Science @ CIRES  >  Science Reviews  >  NOAA Science Review, 2002

Abstracts: 29

Carbon Cycle and Greenhouse Gases

Sara E. Mikaloff Fletcher (CIRES), Pieter P. Tans (NOAA/CMDL)

NOAA's Climate Monitoring and Diagnostics Laboratory, CIRES, and the Institute for Arctic and Alpine Research collaborate in maintaining a global network for atmospheric measurements of CO2, CH4, CO, H2, N2O, SF6, and isotopic ratios of CO2 and CH4. The goal of the measurements is to determine the time-dependent sources and sinks of each of these gases on very large spatial scales. Surface sources, if they are large enough, create a measurable concentration pattern in the atmosphere which is detected through the measurement network. Isotopic ratios improve the capability the ascribe sources because various source/sink processes are characterized by different isotopic ratios.

Measurements from the network led to the discovery of very large natural uptake of carbon dioxide by terrestrial ecosystems in mid-latitudes of the northern hemisphere.

The global budget of atmospheric methane is an example of how the measurements lead to estimates of large-scale fluxes. Simulations of atmospheric mixing ratios with an atmospheric transport model using process-based estimates of sources tend to overpredict the latitudinal gradient of methane compared to the observations. The specific source processes responsible for the discrepancy have not been identified with any confidence.

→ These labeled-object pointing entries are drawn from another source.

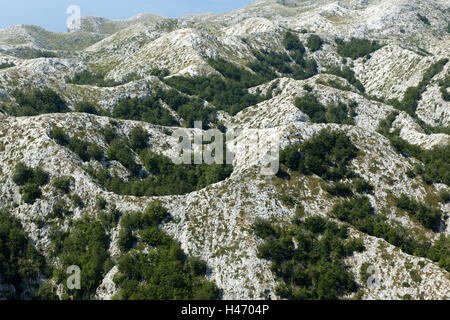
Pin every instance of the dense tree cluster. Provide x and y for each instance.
(359, 213)
(163, 271)
(86, 151)
(6, 65)
(87, 77)
(147, 109)
(423, 19)
(165, 178)
(413, 95)
(20, 263)
(444, 85)
(228, 93)
(327, 155)
(30, 180)
(314, 43)
(356, 48)
(436, 167)
(87, 107)
(428, 217)
(160, 177)
(86, 246)
(318, 113)
(37, 102)
(151, 110)
(307, 257)
(347, 74)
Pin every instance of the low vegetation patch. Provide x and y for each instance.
(356, 48)
(307, 258)
(158, 269)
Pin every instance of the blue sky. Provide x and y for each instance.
(51, 14)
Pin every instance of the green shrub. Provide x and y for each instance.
(119, 151)
(165, 177)
(356, 48)
(59, 135)
(6, 65)
(87, 77)
(318, 113)
(95, 152)
(444, 195)
(86, 107)
(147, 110)
(29, 180)
(60, 210)
(30, 192)
(77, 201)
(22, 174)
(314, 268)
(37, 102)
(101, 203)
(327, 155)
(339, 190)
(314, 43)
(86, 246)
(360, 214)
(163, 271)
(63, 183)
(292, 42)
(436, 166)
(423, 19)
(362, 186)
(138, 138)
(20, 263)
(444, 85)
(263, 228)
(363, 274)
(347, 74)
(429, 218)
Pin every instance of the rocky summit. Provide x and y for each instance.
(353, 93)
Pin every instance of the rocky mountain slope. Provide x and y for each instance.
(139, 57)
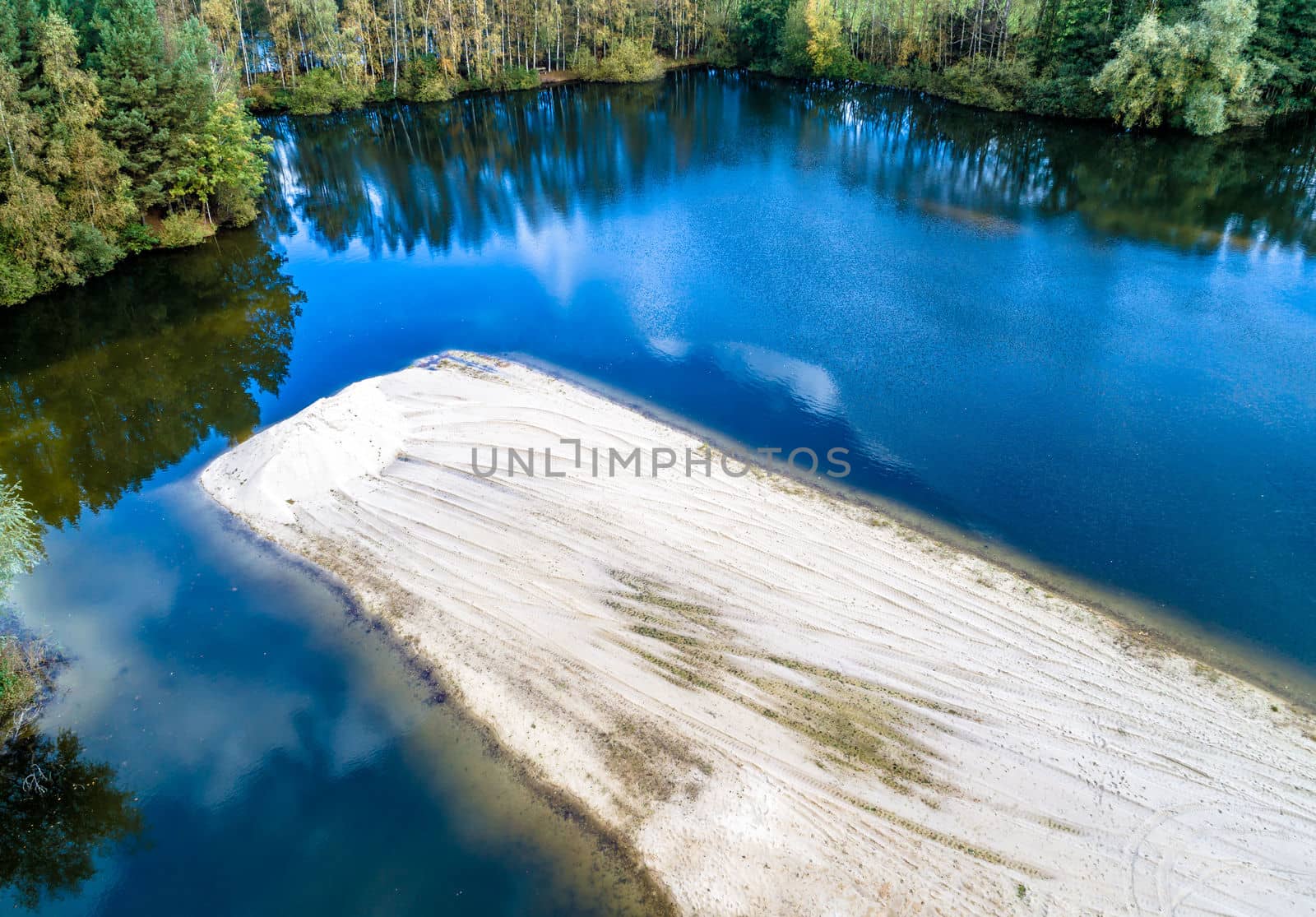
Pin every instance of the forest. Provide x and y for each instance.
(128, 124)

We use isotopic signatures of sources to attribute the discrepancy to a specific group of source processes, creating global and regional budgets of atmospheric methane that are in agreement with both the observed mixing ratios and the isotopic ratios of methane. We use an inverse modeling technique. In forward modeling, one defines source patterns and calculates the resulting trace gas distributions. In inverse modeling one starts with observed concentration patterns and deduces estimates of regional sources with an atmospheric transport/chemistry model that optimally reproduce the observations.

Initial results imply interesting differences from previous methane budget estimates. For example, the 13C/12C isotopic observations call for an increase in southern hemisphere sources with a bacterial isotopic signature such as wetlands, rice paddies, termites, and ruminant animals. The seasonal cycle of these fluxes suggests this source most likely to be primarily from wetlands.